Despite releasing some of the most provocative music in the history of the genre, how censored have you been in your career?

Enough to never have been invited to the White House, or be approached to write a children’s book.


What else are you planning to release in 2016?

My Greatest Hits CD will drop in a couple of months, I’m putting out a new album a few months after that, I’m filming a documentary, I have a new compilation series I started called Certified Street Bangers, where I’m putting on new artists, and giving them an opportunity to shine.So I’ll be busy this year.

How do you like being an advice columnist?

If you think about it, I’ve been giving advice through music for years. This is just another medium, but more direct. The cool thing about writing a weekly column is that fans don’t have to wait until I put out a record, which could take years, to get my take on a topic. They can go to my website, ask me a question, and if it’s provocative enough, I’ll give them an answer, and post it in my column within days. I dig the fact that it brings me closer to the people.

Who are some people you admire?

That’s an extremely long list. Rather than names I’ll give you a list of acts that I admire. I admire people who are loyal. I admire anyone who is willing to die for what they believe in. I admire the youth who work for what they want, have self-dignity, and respect that every day prove wrong the generations who came before them who say the youth are lost. I admire people who are driven, regardless of their career choice. I admire people who might have some trepidation about conflict, but when conflict is inevitable they are fearless enough to engage ruthlessly in battle. I know people from all walks of life who are doing great things in their respective career fields, and it’s fascinating to see them do what they do. I know a guy who was a trash man. He went from dumping trash, to driving the truck, to buying his own dump trucks. Now he’s a millionaire.

Do you feel meaningful change can be obtained through voting?

Meaningful change can never be attained exclusively through voting. In America votes have to be backed with money, and accountability.

What’s your biggest regret concerning your musical career?

Being anti-social. For years I was a recluse.
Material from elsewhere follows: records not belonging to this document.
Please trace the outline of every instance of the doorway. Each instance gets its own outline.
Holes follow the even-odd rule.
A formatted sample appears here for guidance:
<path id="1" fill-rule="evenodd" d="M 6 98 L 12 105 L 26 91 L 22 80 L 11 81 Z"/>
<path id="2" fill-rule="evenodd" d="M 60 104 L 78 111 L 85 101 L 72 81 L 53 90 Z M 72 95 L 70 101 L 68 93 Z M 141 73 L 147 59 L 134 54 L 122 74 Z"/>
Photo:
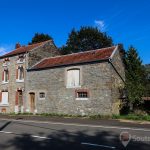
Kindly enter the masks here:
<path id="1" fill-rule="evenodd" d="M 23 106 L 23 96 L 22 90 L 18 91 L 18 111 L 21 112 L 21 108 Z"/>
<path id="2" fill-rule="evenodd" d="M 35 93 L 30 93 L 30 112 L 34 113 L 35 110 Z"/>

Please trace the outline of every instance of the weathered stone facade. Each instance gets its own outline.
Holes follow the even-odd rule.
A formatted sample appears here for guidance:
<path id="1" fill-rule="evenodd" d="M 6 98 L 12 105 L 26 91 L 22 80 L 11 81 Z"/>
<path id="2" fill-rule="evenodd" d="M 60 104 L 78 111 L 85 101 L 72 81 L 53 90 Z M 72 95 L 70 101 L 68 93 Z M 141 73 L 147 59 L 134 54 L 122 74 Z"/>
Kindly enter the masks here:
<path id="1" fill-rule="evenodd" d="M 30 46 L 29 46 L 30 48 Z M 27 49 L 27 47 L 21 47 L 22 49 Z M 30 65 L 36 64 L 38 61 L 45 57 L 58 55 L 58 50 L 53 44 L 53 41 L 47 41 L 41 43 L 38 46 L 33 46 L 31 51 L 25 51 L 20 53 L 18 49 L 14 50 L 13 53 L 4 55 L 0 57 L 0 112 L 25 112 L 26 111 L 26 76 L 27 69 Z M 23 57 L 23 61 L 19 61 L 19 57 Z M 33 58 L 34 57 L 34 58 Z M 24 79 L 18 80 L 16 78 L 18 67 L 22 66 L 24 68 Z M 3 82 L 3 72 L 7 69 L 9 72 L 8 82 Z M 8 103 L 2 103 L 2 92 L 8 92 Z M 18 92 L 21 93 L 21 102 L 19 103 Z"/>
<path id="2" fill-rule="evenodd" d="M 30 94 L 35 94 L 37 113 L 60 113 L 73 115 L 119 113 L 120 93 L 123 86 L 124 66 L 117 49 L 110 60 L 84 63 L 82 65 L 67 65 L 50 69 L 29 71 L 27 75 L 27 108 L 30 111 Z M 114 67 L 119 70 L 119 74 Z M 80 69 L 80 87 L 67 88 L 66 71 L 72 68 Z M 34 78 L 33 78 L 34 77 Z M 38 81 L 38 82 L 37 82 Z M 77 100 L 76 90 L 86 89 L 88 100 Z M 39 93 L 45 92 L 44 100 L 39 99 Z"/>
<path id="3" fill-rule="evenodd" d="M 0 84 L 0 93 L 9 93 L 8 104 L 0 102 L 0 112 L 119 113 L 120 88 L 124 86 L 125 77 L 118 46 L 79 55 L 57 56 L 56 46 L 52 41 L 47 41 L 23 53 L 18 53 L 20 51 L 17 49 L 17 53 L 0 57 L 0 78 L 4 78 L 5 69 L 9 71 L 8 82 Z M 23 57 L 21 62 L 18 61 L 20 57 Z M 4 63 L 6 60 L 7 64 Z M 39 68 L 35 69 L 36 66 Z M 24 68 L 23 80 L 16 78 L 19 67 Z M 74 69 L 80 71 L 77 78 L 80 84 L 69 87 L 68 70 Z M 86 97 L 78 97 L 79 94 Z"/>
If I wasn’t making music, on stage, filming a video, or doing a photo shoot, you didn’t see me. That allowed people to judge me based solely on who they thought I was in my music, which was an angry, and oftentimes loud person. Outside of my inner circle, nobody really knew the real me. They knew who I was on record, but they didn’t know me. That perception and my refusal to play the game just a little, prevented me from taking full advantage of my platform.

Did you make the right choice when you chose music over boxing?

I think I did because had I continued to box I would have been a slugger, and my mind would probably be gone from the years of blows to the head. I didn’t understand the science of boxing until I was in my 30’s. The idea is to hit and not get hit. I never thought about getting hit because I was too busy hitting.

Could you leave us with some words of wisdom?

Yeah, when you go home and take a bath at the end of the day, everyone should make sure they change their funky draws!